Researchers found the most effective way to stop misinformation online and it’s pretty simple
The rise of misinformation on social media has been a monumental stress test for the world’s critical thinking skills. Misinformation has had a huge influence on elections, public health and the treatment of immigrants and refugees across the world.
Social media platforms have tried to combat false claims over the past few years by employing fact-checkers, but they haven’t been terribly effective because those who are most susceptible to misinformation don’t trust fact-checkers.
“The word fact-checking itself has become politicized,” Cambridge University professor Jon Roozenbeek said, according to the Associated Press.
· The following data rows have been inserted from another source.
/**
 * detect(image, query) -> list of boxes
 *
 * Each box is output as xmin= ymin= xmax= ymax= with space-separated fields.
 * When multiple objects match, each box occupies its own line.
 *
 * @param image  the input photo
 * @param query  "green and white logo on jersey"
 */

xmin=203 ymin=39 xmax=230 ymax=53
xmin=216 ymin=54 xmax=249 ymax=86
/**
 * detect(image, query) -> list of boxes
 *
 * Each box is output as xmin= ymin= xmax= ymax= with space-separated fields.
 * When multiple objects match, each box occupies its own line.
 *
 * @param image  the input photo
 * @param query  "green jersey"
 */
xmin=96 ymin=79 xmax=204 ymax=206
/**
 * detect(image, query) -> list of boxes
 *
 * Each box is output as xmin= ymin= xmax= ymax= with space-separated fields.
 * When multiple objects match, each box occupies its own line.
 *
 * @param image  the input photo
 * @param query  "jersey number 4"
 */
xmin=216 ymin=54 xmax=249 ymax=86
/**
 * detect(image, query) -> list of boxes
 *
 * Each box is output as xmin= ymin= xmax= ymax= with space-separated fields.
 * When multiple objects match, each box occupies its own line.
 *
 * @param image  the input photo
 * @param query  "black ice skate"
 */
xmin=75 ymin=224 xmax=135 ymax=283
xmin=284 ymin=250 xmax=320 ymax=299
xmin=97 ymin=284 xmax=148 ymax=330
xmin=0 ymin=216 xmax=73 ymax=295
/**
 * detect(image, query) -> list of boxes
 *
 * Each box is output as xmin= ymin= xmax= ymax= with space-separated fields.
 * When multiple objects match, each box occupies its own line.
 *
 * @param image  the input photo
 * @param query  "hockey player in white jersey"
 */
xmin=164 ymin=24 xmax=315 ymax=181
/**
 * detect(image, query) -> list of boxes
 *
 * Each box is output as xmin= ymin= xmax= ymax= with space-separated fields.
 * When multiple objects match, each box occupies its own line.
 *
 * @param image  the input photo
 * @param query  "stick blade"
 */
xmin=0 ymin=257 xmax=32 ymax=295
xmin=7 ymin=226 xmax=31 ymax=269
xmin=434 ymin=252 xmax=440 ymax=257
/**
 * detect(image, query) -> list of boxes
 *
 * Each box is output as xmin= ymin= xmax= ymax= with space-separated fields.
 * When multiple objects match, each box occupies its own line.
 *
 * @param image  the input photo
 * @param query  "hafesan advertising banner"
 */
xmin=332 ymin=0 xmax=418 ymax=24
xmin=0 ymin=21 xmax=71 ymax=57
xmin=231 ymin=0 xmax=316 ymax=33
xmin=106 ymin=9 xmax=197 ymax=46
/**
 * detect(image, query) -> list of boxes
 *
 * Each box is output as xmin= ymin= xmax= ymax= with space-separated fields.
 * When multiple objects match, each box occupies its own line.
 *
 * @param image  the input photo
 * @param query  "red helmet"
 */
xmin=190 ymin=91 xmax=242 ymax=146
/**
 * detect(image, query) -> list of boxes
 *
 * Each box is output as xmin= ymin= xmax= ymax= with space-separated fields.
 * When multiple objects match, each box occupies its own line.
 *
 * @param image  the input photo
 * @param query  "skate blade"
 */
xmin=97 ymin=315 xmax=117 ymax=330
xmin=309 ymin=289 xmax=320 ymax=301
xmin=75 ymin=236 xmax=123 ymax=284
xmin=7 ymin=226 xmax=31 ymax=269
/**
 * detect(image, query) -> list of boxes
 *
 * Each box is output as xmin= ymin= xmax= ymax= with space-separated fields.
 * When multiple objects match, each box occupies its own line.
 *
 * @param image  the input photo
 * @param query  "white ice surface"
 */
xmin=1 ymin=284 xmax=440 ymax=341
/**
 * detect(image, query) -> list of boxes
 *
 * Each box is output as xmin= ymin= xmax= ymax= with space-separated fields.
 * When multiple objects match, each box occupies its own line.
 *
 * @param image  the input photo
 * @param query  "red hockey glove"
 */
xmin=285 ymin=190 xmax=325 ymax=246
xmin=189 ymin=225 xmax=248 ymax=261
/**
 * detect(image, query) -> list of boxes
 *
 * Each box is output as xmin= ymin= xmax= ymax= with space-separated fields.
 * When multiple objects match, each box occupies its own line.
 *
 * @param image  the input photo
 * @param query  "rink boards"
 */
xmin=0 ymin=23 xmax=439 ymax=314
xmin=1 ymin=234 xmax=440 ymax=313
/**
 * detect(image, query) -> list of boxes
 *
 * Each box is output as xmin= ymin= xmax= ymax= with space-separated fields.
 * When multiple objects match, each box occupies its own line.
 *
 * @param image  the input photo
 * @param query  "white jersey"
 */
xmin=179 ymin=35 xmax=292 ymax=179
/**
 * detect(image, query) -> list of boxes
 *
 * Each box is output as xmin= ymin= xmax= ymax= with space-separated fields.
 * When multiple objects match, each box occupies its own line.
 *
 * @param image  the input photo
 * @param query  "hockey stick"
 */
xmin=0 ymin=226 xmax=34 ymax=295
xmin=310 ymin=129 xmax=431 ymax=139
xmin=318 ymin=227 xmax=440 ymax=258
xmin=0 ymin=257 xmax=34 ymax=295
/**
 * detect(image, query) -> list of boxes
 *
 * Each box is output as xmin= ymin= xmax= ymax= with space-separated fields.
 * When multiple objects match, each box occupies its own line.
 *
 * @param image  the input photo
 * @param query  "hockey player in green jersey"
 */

Further, studies show that when people have incorrect beliefs challenged by facts, it makes them cling to their false assumptions even harder.
These platforms have also attempted to remove posts containing misinformation that violates their terms of service, but this form of content moderation is often seen as insufficient and is often applied inconsistently.
How do we combat dangerous misinformation online if removing false claims or debunking them hasn’t been effective enough? A new study published in the journal Science Advances by a team of university researchers and Jigsaw, a division of Google, has found a relatively simple solution to the problem they call “pre-bunking.”
Pre-bunking is an easy way of inoculating people against misinformation by teaching them some basic critical thinking skills. The strategy is based on inoculation theory, a communication theory that suggests one can build resistance to persuasion by exposing people to arguments against their beliefs beforehand.
The researchers learned that pre-bunking was effective after conducting a study on nearly 30,000 participants on YouTube.
“Across seven high-powered preregistered studies including a field experiment on YouTube, with a total of nearly 30,000 participants, we find that watching short inoculation videos improves people’s ability to identify manipulation techniques commonly used in online misinformation, both in a laboratory setting and in a real-world environment where exposure to misinformation is common,” the recently published findings note.
The researchers uploaded videos into YouTube ad slots that discussed different types of manipulative communication used to spread false information such as ad hominem attacks, false dichotomies, scapegoating and incoherence.
Here’s an example of a video about false dichotomies.
Researchers found that after people watched the short videos, they were significantly better at distinguishing false information than they were before. The study was so successful that Jigsaw is looking to create a video about scapegoating and running it in Poland, the Czech Republic and Slovakia. These countries are all combating a significant amount of false information about Ukrainian refugees.
There’s an old saying, “If you give a man a fish, he’ll eat for a day. Teach that man to fish and he’ll eat forever.” Pre-bunking does something very similar. We can either play a game of whack-a-mole where social media platforms have to suss out misinformation on a minute-by-minute basis or we can improve the general public’s ability to distinguish misinformation and avoid it themselves.
Further, teaching people to make their own correct decisions about misinformation will be a lot more effective than pulling down content and employing fact-checks. These tactics only drive vulnerable, incredulous people toward misinformation.